Л. Пантелеев - Том 2. Республика Шкид
А комиссар, который в кавказской рубахе сидел, спрашивает:
— Чего там такое случилось во дворе?
Который с бородой повернулся к окну и отвечает:
— А это все тот самый несчастный старикан шумит.
— Какой несчастный старикан?
— А тот пасечник, у которого белые жену зарезали.
— А, — говорит комиссар. — Чего ж он бродит тут? Чего его не впускают? Может быть, он голодный, так пусть ребята накормят.
А тут распахнулась дверь, и сам этот несчастный пасечник ворвался в избу.
Ну, я его сразу узнал. Как же мне было его не узнать, когда он на меня за один день столько страху нагнал! Это был тот самый мужик. Сумасшедший. Теперь он совсем уж был страшный. Одежда его совсем изодралась.
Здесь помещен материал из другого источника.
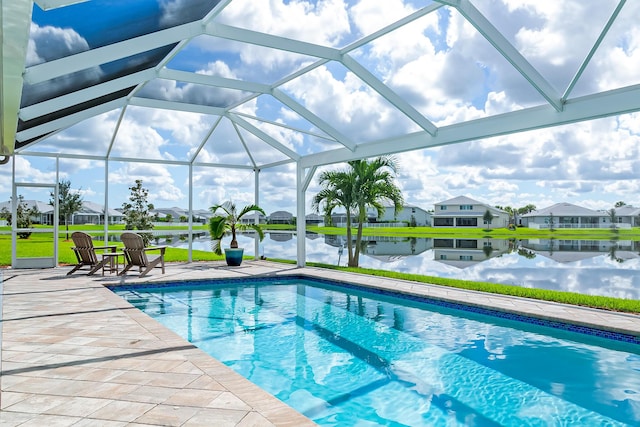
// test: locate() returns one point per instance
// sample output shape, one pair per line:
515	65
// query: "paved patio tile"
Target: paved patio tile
74	353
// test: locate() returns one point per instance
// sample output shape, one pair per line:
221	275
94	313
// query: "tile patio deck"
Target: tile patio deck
74	353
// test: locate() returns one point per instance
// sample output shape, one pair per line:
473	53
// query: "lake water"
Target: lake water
593	267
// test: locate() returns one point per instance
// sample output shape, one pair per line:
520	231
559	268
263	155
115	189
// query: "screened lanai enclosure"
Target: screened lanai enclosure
200	96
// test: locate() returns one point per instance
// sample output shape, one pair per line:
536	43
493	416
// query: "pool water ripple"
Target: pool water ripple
347	357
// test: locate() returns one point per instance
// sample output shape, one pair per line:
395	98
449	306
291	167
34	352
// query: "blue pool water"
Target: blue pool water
344	356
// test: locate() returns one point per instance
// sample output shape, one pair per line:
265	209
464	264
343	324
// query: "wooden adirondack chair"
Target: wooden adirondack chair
86	253
135	254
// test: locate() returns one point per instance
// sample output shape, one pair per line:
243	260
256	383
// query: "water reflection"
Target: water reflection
594	267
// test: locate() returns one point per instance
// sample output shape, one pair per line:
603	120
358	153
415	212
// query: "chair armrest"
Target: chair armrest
112	247
156	248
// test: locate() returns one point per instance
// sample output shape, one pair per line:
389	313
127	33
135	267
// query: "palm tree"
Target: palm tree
230	220
365	184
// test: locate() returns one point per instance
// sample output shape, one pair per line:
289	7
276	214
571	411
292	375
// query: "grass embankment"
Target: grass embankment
40	244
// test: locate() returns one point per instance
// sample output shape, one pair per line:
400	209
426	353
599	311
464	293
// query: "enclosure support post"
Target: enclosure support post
256	198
Руки и ноги были в крови, как будто он три часа в шиповнике прятался. И главное дело — глаза у него совсем полоумные стали. Такими глазами можно было цельный полк боевой кавалерии испугать. Я чуть на пол не сел от страха. А он увидел меня — как замашет руками, как заорет…
— Ага! — кричит. — Вота он! Товарищи! — говорит. — Большевики! Бейте его! Бейте чертова сына! Стреляйте в него сию минуту с самого длинного нагана…
— А что, — говорит комиссар, — ты его разве знаешь?
— Знаю! — говорит. — Как же не знать! Они самые хату мою сожгли и Нинку, старушку мою, штыком закололи. Они, собаки, после уздечкой меня в лесу увязали…
— Что? — говорит комиссар. — Что такое?!
А я говорю:
— Как уздечкой? Врет, — говорю, — не уздечкой, а ремешком.
А он:
— Это, — говорит, — генерала Мамонтова кульеры. Шли они, — говорит, — до Курбатова с доносом. Я все своими ушами слышал, хотя они меня, подлецы, уздечкой связали и в канаву кинули.
Я говорю:
— Не ври! Что ты выдумываешь? Не уздечкой вовсе мы тебя вязали.
А комиссар:
— Ша! — говорит. — Не гуди! Ты лучше скажи, дрянь, зачем это ты в Курбатово путешествовал?
Я говорю:
— Ну так что ж… Это верно. Действительно, мы шли в Курбатово. Но шли мы занарочно… Шли мы…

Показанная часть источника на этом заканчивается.